Dating is not our generation's strong point. We're an era that's good at getting laid.
I just shaved my legs while pooping. classy or trashy?
talent.
you could play connect the dots with the people ive fucked in this room
I need Christmas break to be over. I'm tired of fucking my old High School girlfriends
Restaurants Roasting People Who Gave Them Negative Yelp Reviews (25 Pics)
I knew we were gonna fuck after she told me she's seen that Porno before
that's the last time we turn jepordy into a drinking game.
You and the dog were competed for the water dish
No one ever gets any after sleeping with her. She is like the broken mirror of hookups, enjoy 7 years of blue ball. Don't say I didn't warn you
Not good... He ate my chips. Thats not a sex analogy for anything. My actual potato chips... gone. I lost on both ends.

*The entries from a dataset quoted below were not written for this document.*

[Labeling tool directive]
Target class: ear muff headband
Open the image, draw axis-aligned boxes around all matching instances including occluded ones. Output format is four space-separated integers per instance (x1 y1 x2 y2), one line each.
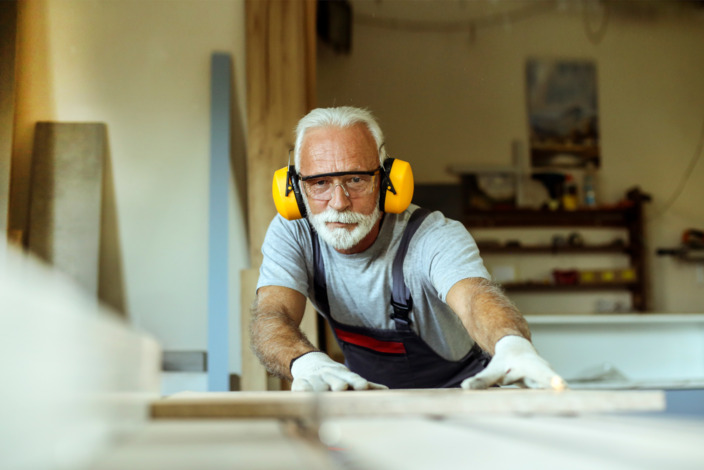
271 158 413 220
379 158 413 214
271 165 306 220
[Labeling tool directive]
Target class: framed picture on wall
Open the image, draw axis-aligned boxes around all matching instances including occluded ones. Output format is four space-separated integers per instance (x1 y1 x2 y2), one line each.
526 59 600 168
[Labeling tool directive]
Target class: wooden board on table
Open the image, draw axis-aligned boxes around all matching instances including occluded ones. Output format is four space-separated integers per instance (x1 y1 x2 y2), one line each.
151 388 665 419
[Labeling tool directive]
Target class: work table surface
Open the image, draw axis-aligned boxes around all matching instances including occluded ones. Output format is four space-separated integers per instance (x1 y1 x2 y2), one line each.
90 388 704 470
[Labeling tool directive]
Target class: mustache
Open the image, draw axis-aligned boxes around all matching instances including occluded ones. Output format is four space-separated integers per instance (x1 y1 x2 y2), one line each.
315 207 367 224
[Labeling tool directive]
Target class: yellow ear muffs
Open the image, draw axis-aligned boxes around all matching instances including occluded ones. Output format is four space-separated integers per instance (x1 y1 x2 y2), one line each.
271 165 306 220
379 158 413 214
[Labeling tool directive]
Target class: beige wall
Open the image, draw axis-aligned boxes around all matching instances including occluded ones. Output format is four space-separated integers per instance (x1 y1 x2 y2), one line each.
10 0 248 371
318 0 704 312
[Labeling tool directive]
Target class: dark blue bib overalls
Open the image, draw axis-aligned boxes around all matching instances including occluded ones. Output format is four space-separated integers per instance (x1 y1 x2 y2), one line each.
311 209 489 388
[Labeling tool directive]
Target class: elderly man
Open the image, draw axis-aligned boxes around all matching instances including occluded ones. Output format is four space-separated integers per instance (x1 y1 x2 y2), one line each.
251 107 564 390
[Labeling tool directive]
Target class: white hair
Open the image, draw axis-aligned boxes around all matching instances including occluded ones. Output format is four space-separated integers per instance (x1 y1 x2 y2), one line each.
293 106 387 171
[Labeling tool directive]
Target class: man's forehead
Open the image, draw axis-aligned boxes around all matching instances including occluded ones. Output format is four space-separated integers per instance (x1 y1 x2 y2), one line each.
301 123 379 165
302 122 376 147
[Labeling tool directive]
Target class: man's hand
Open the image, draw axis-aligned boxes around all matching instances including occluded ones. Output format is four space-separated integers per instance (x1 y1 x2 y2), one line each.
291 351 389 392
462 336 567 390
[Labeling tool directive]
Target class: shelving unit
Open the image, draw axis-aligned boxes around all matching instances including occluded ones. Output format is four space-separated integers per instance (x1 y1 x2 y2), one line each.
462 188 650 312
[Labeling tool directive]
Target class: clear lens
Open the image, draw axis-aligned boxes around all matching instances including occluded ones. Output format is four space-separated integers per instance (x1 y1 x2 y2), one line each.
303 174 376 201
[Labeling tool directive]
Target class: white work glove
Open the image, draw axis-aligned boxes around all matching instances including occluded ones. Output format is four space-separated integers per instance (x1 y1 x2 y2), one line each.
462 336 567 390
291 351 389 392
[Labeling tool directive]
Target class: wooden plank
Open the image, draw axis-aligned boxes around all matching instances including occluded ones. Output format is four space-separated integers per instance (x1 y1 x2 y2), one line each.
208 53 232 392
86 420 338 470
328 414 704 470
245 0 315 267
151 388 665 419
29 122 107 295
241 0 316 390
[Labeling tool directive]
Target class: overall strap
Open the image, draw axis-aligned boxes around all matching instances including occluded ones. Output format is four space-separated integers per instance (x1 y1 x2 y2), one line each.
391 208 430 330
306 221 331 351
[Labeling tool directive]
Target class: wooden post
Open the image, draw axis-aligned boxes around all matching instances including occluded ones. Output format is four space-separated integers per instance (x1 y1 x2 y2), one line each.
242 0 316 390
0 1 17 239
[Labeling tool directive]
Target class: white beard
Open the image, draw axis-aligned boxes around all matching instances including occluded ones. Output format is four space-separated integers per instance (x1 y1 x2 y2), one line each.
303 197 381 251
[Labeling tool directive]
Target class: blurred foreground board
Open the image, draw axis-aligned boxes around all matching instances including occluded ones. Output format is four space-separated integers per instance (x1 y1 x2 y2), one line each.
151 388 665 419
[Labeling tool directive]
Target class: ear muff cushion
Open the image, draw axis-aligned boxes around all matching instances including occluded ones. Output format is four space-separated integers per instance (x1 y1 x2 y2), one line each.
379 158 413 214
271 167 305 220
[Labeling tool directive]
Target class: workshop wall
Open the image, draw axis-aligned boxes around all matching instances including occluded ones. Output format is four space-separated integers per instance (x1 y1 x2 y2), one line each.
10 0 249 372
318 0 704 313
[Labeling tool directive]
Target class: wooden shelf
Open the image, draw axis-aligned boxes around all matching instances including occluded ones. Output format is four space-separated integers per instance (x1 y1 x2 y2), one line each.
502 282 638 292
454 187 650 312
463 206 635 230
477 243 632 255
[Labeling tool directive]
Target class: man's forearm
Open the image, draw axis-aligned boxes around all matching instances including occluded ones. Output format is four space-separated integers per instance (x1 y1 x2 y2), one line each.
250 301 316 380
447 277 530 354
467 279 530 354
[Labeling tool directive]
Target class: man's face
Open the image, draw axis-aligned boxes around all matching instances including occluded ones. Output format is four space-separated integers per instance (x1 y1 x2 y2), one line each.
300 124 381 253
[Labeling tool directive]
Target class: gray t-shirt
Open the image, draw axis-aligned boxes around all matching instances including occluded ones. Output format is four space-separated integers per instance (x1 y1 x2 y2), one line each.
257 205 489 361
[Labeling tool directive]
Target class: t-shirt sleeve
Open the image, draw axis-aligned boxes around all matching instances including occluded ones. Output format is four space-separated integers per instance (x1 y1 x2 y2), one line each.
257 215 310 295
419 212 491 302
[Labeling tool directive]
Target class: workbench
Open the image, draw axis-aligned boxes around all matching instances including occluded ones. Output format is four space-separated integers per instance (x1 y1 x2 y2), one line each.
90 388 704 470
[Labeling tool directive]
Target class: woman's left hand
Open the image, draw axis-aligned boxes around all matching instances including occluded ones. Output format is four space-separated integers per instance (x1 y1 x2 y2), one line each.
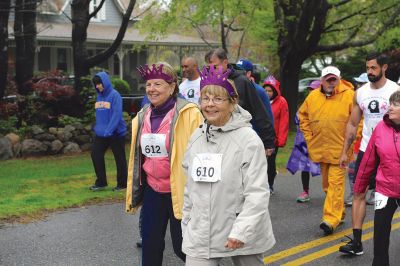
225 238 244 249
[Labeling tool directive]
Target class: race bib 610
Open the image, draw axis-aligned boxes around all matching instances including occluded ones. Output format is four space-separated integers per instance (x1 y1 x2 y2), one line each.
191 153 222 182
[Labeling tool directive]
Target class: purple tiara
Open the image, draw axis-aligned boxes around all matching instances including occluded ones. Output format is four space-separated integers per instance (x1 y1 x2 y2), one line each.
200 66 237 97
137 64 174 82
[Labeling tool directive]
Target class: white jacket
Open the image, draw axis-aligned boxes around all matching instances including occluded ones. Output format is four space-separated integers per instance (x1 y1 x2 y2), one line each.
182 106 275 258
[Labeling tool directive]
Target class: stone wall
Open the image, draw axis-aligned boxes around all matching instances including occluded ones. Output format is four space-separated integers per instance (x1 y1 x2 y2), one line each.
0 123 130 160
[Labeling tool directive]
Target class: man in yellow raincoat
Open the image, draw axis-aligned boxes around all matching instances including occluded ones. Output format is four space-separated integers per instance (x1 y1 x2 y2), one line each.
299 66 354 235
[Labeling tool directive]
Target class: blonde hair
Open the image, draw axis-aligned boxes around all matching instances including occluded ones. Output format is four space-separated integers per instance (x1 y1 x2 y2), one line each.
155 62 179 97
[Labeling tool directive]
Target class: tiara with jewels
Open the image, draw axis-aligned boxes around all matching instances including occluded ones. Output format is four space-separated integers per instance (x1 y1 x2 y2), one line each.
136 64 174 82
200 66 237 97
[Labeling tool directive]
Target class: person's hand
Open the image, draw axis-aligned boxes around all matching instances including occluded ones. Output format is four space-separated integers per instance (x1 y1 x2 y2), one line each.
339 153 348 169
225 238 244 249
265 149 275 156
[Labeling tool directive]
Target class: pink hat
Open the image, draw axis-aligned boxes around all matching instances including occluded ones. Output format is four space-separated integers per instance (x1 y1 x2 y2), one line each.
307 80 321 90
263 75 281 90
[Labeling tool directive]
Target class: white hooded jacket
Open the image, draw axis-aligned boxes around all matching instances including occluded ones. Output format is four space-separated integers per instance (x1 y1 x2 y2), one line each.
182 106 275 258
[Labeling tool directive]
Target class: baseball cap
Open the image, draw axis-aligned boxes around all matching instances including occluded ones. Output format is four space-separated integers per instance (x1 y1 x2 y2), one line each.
321 66 340 78
354 73 369 83
236 59 253 71
307 80 321 90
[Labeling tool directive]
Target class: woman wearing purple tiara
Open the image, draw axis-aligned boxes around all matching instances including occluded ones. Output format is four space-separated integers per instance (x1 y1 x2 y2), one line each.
126 63 203 266
182 68 275 266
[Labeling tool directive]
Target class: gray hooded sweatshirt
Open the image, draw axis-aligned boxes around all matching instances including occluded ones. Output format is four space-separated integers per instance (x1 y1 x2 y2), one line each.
182 106 275 258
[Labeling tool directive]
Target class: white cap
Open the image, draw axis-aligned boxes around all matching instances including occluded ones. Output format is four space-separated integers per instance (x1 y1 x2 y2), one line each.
321 66 340 78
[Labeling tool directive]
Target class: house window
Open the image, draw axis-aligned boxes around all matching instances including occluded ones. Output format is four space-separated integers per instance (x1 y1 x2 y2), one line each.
37 47 51 71
89 0 106 22
57 48 68 71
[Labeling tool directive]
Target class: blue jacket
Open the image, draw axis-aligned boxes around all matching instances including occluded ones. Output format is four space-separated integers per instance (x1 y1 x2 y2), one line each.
94 72 127 137
250 82 274 134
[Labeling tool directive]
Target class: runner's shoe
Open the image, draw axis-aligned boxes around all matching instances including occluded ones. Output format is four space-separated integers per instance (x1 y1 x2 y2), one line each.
319 221 333 236
367 189 375 205
344 194 353 207
339 236 364 256
296 191 311 203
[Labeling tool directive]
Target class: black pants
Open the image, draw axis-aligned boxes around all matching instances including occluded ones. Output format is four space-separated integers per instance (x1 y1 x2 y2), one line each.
372 198 400 266
267 147 278 188
301 171 310 192
92 136 128 187
353 151 378 189
142 186 186 266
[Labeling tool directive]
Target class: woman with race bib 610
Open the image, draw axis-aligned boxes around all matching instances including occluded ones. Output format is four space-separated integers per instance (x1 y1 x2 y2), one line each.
182 65 275 266
126 63 203 266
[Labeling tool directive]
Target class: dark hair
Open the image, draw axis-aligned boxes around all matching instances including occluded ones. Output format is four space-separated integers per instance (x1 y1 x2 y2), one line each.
204 48 228 63
92 75 103 85
389 90 400 103
365 52 389 66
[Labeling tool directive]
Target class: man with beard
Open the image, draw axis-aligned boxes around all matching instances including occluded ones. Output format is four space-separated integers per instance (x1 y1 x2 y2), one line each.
179 57 200 104
339 53 400 255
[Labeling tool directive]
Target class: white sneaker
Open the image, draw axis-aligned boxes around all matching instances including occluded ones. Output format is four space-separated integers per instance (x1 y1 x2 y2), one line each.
344 194 353 207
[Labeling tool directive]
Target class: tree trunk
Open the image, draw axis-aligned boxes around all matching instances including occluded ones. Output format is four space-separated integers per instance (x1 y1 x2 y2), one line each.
71 0 90 92
0 0 11 101
279 57 302 130
71 0 136 92
14 0 37 95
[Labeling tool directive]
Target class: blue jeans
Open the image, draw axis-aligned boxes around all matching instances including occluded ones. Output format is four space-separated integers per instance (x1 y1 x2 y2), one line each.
142 186 186 266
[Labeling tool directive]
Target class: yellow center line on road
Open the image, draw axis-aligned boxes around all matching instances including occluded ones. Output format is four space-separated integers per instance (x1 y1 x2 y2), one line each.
264 212 400 264
282 223 400 266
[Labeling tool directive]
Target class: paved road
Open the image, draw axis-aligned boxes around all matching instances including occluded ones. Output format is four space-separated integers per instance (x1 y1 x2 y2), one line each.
0 171 400 266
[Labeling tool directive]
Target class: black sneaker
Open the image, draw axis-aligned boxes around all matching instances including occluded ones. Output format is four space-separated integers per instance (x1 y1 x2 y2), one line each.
89 185 107 191
113 186 126 191
339 236 364 256
319 222 333 236
136 239 142 248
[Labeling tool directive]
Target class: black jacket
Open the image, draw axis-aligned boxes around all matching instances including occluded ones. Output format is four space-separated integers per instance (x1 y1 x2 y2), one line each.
229 68 275 149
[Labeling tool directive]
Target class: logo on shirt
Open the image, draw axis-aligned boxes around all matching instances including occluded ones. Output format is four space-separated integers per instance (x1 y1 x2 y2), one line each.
94 102 111 109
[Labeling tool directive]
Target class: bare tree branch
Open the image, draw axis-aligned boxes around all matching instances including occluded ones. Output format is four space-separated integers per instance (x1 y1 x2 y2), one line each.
89 0 106 20
324 4 398 32
132 2 156 19
87 0 136 66
330 0 352 8
183 17 212 47
316 5 400 52
324 23 362 34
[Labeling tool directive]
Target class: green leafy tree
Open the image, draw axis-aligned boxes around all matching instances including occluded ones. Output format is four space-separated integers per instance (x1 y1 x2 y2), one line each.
139 0 270 59
274 0 400 128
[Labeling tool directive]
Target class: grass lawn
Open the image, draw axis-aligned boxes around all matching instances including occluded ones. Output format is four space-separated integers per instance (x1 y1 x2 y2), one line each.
0 149 128 221
0 132 295 222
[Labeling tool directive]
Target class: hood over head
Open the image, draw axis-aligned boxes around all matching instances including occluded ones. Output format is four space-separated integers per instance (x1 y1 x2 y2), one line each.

Woman Posts Harassing DMs From Creep Online, Now He’s Upset Because People Told His Mom
He will be forever remembered as "birthday failure" ...Got him to pierce his tongue in my bathroom, but not sleep with me......
can i bring anything?
Any of the following: Sex doll, side dish, fruits/vegetables that look like dildos, beer
is there a theme i should know about?
Ever the responsible adult, I just realized that today is the Obamacare deadline, but I'm too high to handle insurance now.
Not now. Out of camp chairs. Carving a new one with a chainsaw. Mushrooms are starting to kick and I gotta get this done NOW.
And why in he fuck did I get 'dick' in Romanian tattooed on my forearm
So high I legit spent 20mins in the shower just holding my tits cuz they feel bigger than normal.